1. What is a particularly precious truth to you emerging from the first half of John 6:37 (“All that the Father gives me will come to me”)? (pp. 60-61)

2. In light of the John Bunyan quote on page 62, consider your own heart. What are some ways in which you find your self wiggling out from under Christ’s promise never to cast you out? What in your life renders it difficult to believe Christ will never cast you out?

3. Do you find you heart operating in a way akin to the mock dialogue between us and Jesus on pages 63-64? How does John 6:37 surprise you?

4. What do you believe to be ultimately determinative of your security in Christ’s heart: your hold on him or his hold of you? What does scripture teach? (pp. 64-64)

5. What does the author mean by “the perseverance of the heart of Christ”? What does this perseverance mean for your life this week? (pp. 65-66)

6. Why do we not feel the full weight and horror of our sin? (pp.67-68)

7. What do Christ’s holiness and purity mean for the way he feels about the sin of those who do not belong to him? What do his holiness and purity mean for the way he feels about the sin of those who belong to him? (pp.69-70)

8. How would you summarize in your own words what Thomas Goodwin is saying in the quote on pages 70-71?

9. In what way(s) does Hosea 11 surprise you about God and his holiness? (pp. 72-74)

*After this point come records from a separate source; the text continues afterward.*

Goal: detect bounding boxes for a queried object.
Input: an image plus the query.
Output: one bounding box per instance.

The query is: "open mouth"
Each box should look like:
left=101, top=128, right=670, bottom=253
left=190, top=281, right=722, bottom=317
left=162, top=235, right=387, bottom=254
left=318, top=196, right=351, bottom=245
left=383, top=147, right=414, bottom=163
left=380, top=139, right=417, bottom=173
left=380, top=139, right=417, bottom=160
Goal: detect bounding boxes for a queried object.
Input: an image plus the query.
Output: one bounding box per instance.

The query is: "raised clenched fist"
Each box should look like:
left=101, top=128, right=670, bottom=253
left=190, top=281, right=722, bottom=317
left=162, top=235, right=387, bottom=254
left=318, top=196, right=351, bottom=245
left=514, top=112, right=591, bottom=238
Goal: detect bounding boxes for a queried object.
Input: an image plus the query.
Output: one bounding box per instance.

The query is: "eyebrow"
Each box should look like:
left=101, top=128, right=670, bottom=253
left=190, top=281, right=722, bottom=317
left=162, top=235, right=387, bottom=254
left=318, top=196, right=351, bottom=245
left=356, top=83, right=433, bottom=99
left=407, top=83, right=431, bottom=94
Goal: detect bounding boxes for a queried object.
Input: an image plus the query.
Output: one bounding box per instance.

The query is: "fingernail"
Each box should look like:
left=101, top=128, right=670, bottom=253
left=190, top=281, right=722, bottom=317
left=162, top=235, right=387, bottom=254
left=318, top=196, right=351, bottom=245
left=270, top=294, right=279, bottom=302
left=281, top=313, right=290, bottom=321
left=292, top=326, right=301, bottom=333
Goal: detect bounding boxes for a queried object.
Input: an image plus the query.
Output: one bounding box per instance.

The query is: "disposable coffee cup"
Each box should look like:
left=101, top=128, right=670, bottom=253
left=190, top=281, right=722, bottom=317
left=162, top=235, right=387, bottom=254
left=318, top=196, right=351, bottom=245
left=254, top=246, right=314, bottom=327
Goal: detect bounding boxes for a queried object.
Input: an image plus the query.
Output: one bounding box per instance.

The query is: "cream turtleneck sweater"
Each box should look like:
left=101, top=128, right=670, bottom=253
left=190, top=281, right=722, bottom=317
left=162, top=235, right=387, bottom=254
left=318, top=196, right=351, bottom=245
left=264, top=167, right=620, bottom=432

10. As you conclude your reflecting on Chapter 7, how has your view of divine holiness been changed or clarified?

Lesson 1
am gentle and lowly in heart.
Matthew 11:29

Chapters 1&2
Teaching Video 1

1. What role does the heart play in a person’s life? What are the implications of this for what Jesus says about his own heart? (pp. 18-19)

2. What are some of the ways in which the New Testament depicts the “lowly’? What does this teach us about Jesus? (pp.19-20)

3. What difference does it make in your everyday life that “no one in human history has ever been more approachable than Jesus Christ”? (p.20)

4. What does Jesus mean when he says, “My yoke is easy”? What does he not mean? (p. 22)

5. According to Thomas Goodwin, what misconception is Jesus correcting when he describes himself as “gentle and lowly”? How do you find yourself falling prey to that misconception in your own thinking? (pp. 23-24)

6. How do Jesus’s actions throughout the four Gospels manifest his heart for sinners? To whom does he naturally gravitate? (pp. 25-27)

7. Does stressing the compassionate love of Christ underemphasize other elements of his character? What considerations must we keep in mind as we answer this question? (pp. 28-29)

8. How is Jesus’s natural impulse toward sin and suffering different from our typical instinct? What can we learn from the example? (p.30)

9. How does Jesus reverse the interplay between the Old Testament categories of clean and unclean? What relevance does this have for your own life? (pp. 30-31)

10. How do we today receive and experience the same compassionate love that Christ demonstrated in his earthly ministry? (pp. 32-33).